Running FLAMES on DecodeME data

I've used the 1000G Phase3 EUR LD reference panel, will try to use the UK biobank LD panel later.
I got slightly different results using the UK biobank LD panel (UKBrelease2b10kEuropean). I specified the full rather than effective sample size (n = 275488).

FLAMES highlighted 31 instead of 32 causal genes (and VRK2 appears twice again, so it's 30 genes). The main differences are:

No longer in FLAMES with UK biobank LD FLAMES
RPP40
PLCL1
NEURL1
NEK1

New in FLAMES with UK biobank LD FLAMES
MLLT10
HTT
SSR1

It probably makes more sense to focus on the UK biobank LD panel so would focus on this list. I'll paste it below again:

ARFGEF2
CA10
UNC13C
SHISA6
SOX6
MMS22L
OLFM4
PEBP1
ZNF644
LRRC7
DCC
MLLT10
HTT
CACNA1E
VRK2
ALK
VRK2
MICALL2
KIAA1239
STT3B
VPS54
RIMS1
PTPRE
NR2F1
PTBP2
RP11-147C23.1
ADARB2
SMCHD1
SSR1
LAMA2
HABP2
 

Attachments

It probably makes more sense to focus on the UK biobank LD panel so would focus on this list.
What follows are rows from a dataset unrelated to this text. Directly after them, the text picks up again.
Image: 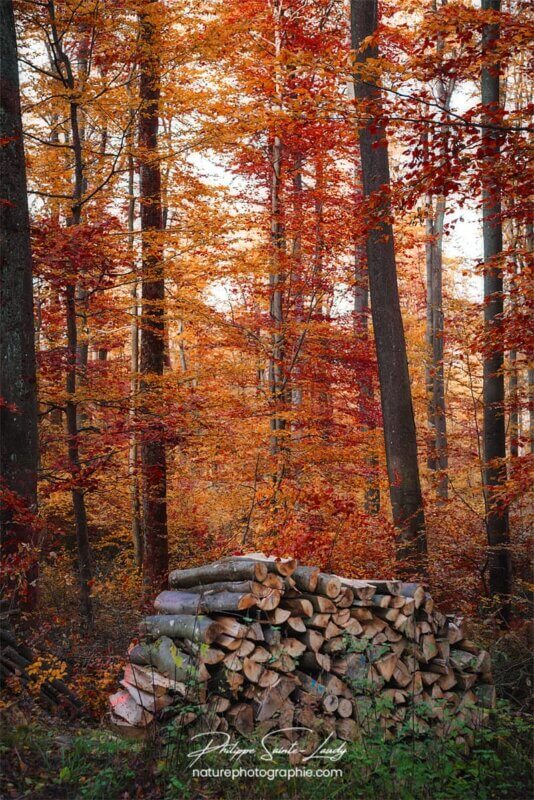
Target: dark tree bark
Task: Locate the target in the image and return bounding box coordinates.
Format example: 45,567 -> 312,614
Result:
47,0 -> 93,627
354,242 -> 380,514
425,0 -> 455,500
139,3 -> 168,590
481,0 -> 512,624
0,0 -> 38,608
351,0 -> 427,572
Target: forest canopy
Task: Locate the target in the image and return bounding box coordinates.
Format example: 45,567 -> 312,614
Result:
0,0 -> 534,656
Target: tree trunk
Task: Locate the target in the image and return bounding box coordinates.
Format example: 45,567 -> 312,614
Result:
269,130 -> 286,455
351,0 -> 427,572
0,0 -> 38,608
481,0 -> 512,624
139,3 -> 168,590
128,115 -> 143,571
425,194 -> 448,500
47,0 -> 93,627
354,222 -> 380,514
269,0 -> 290,466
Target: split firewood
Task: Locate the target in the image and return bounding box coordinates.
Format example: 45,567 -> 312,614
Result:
297,628 -> 325,653
124,664 -> 185,696
287,616 -> 306,633
226,703 -> 254,736
119,680 -> 172,714
154,591 -> 263,615
130,636 -> 209,680
341,578 -> 377,602
243,656 -> 264,683
315,572 -> 341,598
257,589 -> 282,611
234,553 -> 297,577
291,566 -> 320,592
110,553 -> 494,736
109,689 -> 154,728
284,597 -> 313,617
267,606 -> 291,625
215,616 -> 248,639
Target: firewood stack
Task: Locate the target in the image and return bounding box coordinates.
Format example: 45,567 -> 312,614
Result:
110,553 -> 495,740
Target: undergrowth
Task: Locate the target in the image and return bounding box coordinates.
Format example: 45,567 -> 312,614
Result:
0,703 -> 534,800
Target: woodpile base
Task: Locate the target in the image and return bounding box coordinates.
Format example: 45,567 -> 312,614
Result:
110,553 -> 495,740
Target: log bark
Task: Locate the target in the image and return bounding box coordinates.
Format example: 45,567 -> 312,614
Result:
169,558 -> 268,589
141,614 -> 221,644
154,591 -> 259,615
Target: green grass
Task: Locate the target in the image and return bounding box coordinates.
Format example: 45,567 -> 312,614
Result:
0,705 -> 534,800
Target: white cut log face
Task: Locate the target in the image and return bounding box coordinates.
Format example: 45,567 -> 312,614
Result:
110,553 -> 495,736
109,690 -> 154,728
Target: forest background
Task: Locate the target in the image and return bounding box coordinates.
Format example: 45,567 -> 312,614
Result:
0,0 -> 534,792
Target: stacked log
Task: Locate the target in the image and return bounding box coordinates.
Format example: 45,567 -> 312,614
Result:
110,553 -> 495,740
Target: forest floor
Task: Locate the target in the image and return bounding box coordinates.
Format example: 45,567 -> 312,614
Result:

I'll paste it below again:

ARFGEF2
CA10
UNC13C
SHISA6
SOX6
MMS22L
OLFM4
PEBP1
ZNF644
LRRC7
DCC
MLLT10
HTT
CACNA1E
VRK2
ALK
VRK2
MICALL2
KIAA1239
STT3B
VPS54
RIMS1
PTPRE
NR2F1
PTBP2
RP11-147C23.1
ADARB2
SMCHD1
SSR1
LAMA2
HABP2
Nice, thanks.

When doing the enrichment again with those, only one gene set is highlighted: synapse.

Another gene set, which I guess is targets of the microRNA mir-3620, was also significant, but was not highlighted, probably due to similarity to the synapse gene set.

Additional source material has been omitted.